The G-function is a dimensionless time variable derived from the Carter leakoff model that linearizes the pressure decline curve after fracture closure. When the bottomhole pressure (or a derivative function) is plotted against G-function time, the slope of the pressure-versus-G curve is proportional to the leakoff coefficient. Normal leakoff (matrix-dominated, Carter behavior) produces a straight line on the G-function plot. Deviations from this line indicate pressure-dependent leakoff (natural fractures or fissures opening as fracture pressure increases), fracture height recession, or multiple closure events. The G-function has become the standard diagnostic tool for DFIT interpretation in unconventional reservoir completions.

Why Leakoff Matters

Leakoff directly determines the fluid volume needed to create a fracture of specified dimensions and governs proppant placement efficiency and production enhancement.

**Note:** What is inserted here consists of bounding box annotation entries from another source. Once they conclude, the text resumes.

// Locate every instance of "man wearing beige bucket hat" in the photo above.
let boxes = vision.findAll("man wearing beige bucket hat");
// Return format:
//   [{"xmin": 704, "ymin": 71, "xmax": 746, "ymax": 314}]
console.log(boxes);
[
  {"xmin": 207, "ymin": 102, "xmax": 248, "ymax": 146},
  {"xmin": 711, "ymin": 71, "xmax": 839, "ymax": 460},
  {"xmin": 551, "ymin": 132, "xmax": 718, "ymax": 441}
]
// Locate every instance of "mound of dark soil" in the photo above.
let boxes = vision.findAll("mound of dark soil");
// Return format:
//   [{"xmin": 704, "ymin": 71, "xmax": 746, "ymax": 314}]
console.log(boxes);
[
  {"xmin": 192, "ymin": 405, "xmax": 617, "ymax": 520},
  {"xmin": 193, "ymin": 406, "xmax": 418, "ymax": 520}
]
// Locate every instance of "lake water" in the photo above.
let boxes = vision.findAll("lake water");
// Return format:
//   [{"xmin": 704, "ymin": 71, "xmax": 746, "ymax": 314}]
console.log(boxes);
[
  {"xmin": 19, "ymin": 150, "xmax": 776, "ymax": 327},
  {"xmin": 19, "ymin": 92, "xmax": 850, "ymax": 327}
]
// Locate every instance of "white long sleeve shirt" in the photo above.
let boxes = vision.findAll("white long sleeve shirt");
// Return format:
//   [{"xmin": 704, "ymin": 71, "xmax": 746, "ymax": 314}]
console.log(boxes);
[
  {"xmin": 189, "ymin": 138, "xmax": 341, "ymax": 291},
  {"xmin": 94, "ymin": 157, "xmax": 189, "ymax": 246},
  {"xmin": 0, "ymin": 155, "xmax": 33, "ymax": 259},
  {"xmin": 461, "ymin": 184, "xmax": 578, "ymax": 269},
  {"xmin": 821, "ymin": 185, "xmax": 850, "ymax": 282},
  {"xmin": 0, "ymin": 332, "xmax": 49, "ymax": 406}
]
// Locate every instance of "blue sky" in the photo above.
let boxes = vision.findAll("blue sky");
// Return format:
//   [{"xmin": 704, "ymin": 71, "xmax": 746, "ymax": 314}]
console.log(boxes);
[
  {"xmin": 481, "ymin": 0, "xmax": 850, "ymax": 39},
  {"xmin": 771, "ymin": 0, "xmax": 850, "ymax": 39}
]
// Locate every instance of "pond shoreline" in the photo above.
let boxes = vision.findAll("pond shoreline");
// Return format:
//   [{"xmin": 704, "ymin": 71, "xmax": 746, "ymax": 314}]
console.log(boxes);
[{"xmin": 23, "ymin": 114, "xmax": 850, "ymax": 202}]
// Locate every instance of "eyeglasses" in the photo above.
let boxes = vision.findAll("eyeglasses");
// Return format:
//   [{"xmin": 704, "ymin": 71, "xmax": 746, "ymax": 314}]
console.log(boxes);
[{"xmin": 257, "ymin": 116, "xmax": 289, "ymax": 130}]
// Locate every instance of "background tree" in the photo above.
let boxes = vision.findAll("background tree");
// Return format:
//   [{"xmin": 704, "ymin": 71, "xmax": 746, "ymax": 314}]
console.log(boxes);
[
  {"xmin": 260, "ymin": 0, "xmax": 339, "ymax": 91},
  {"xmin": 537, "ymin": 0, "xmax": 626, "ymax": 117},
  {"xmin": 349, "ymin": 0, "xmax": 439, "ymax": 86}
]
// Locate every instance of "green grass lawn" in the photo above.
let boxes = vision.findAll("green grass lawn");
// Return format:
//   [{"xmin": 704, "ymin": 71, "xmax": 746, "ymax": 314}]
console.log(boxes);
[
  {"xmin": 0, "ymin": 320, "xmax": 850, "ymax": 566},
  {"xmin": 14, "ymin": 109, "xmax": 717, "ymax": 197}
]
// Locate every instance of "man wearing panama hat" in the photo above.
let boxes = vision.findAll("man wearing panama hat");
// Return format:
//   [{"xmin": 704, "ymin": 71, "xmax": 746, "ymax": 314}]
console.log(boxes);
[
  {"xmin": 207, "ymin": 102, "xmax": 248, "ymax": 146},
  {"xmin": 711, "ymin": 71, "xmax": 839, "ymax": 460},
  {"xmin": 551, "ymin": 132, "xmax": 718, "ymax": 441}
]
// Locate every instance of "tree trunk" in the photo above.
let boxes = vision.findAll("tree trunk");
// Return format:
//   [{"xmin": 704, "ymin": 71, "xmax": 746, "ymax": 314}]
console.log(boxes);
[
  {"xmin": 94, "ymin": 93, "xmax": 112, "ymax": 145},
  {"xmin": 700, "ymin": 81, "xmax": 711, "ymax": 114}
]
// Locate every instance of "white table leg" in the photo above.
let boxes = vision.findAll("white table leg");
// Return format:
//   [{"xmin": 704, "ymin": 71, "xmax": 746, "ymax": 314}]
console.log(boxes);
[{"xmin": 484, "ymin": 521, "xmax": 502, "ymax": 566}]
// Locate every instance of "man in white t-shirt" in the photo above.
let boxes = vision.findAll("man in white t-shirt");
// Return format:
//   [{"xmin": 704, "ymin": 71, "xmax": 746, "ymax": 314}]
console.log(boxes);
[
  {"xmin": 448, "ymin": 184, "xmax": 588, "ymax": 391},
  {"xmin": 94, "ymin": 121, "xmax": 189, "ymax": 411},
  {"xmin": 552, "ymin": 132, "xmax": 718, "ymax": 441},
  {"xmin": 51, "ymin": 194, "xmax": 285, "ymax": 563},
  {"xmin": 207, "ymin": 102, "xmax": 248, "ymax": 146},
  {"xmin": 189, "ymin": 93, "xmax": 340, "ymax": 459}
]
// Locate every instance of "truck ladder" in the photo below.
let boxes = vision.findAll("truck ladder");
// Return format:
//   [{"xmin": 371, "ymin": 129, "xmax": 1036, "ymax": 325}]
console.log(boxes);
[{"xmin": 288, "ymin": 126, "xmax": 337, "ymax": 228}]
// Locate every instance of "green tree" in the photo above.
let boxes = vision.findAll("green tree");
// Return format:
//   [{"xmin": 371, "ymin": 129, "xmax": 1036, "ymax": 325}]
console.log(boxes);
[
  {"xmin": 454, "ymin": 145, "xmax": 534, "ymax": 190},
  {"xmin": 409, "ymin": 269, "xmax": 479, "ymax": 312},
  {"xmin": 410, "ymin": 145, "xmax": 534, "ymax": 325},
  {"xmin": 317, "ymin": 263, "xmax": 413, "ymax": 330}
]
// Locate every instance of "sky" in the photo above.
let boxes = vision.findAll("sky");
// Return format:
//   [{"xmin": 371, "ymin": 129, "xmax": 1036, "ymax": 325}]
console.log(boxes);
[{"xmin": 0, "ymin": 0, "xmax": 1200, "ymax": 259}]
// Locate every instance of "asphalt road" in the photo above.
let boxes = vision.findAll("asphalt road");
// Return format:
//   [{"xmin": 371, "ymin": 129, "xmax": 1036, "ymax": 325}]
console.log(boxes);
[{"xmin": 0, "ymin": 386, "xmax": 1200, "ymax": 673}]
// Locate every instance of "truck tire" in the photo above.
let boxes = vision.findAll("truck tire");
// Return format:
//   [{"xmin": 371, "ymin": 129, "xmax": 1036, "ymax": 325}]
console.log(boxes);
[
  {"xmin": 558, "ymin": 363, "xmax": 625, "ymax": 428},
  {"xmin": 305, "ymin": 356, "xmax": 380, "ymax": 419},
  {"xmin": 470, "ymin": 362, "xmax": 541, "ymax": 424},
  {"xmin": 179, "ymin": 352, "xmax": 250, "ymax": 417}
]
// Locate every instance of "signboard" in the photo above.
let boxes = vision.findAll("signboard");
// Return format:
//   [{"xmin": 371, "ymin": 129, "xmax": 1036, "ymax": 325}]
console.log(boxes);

Underestimating leakoff leads to fractures that fall short of target penetration, leaving unstimulated formation and reducing per-well reserves. Overestimating leads to over-designed treatments with excessive fluid volumes and costs. In the North American shale revolution, accurate leakoff characterization has enabled operators to optimize cluster spacing, stage length, and fluid-to-proppant ratios across thousands of wells, delivering hundreds of millions of dollars in completion cost savings annually.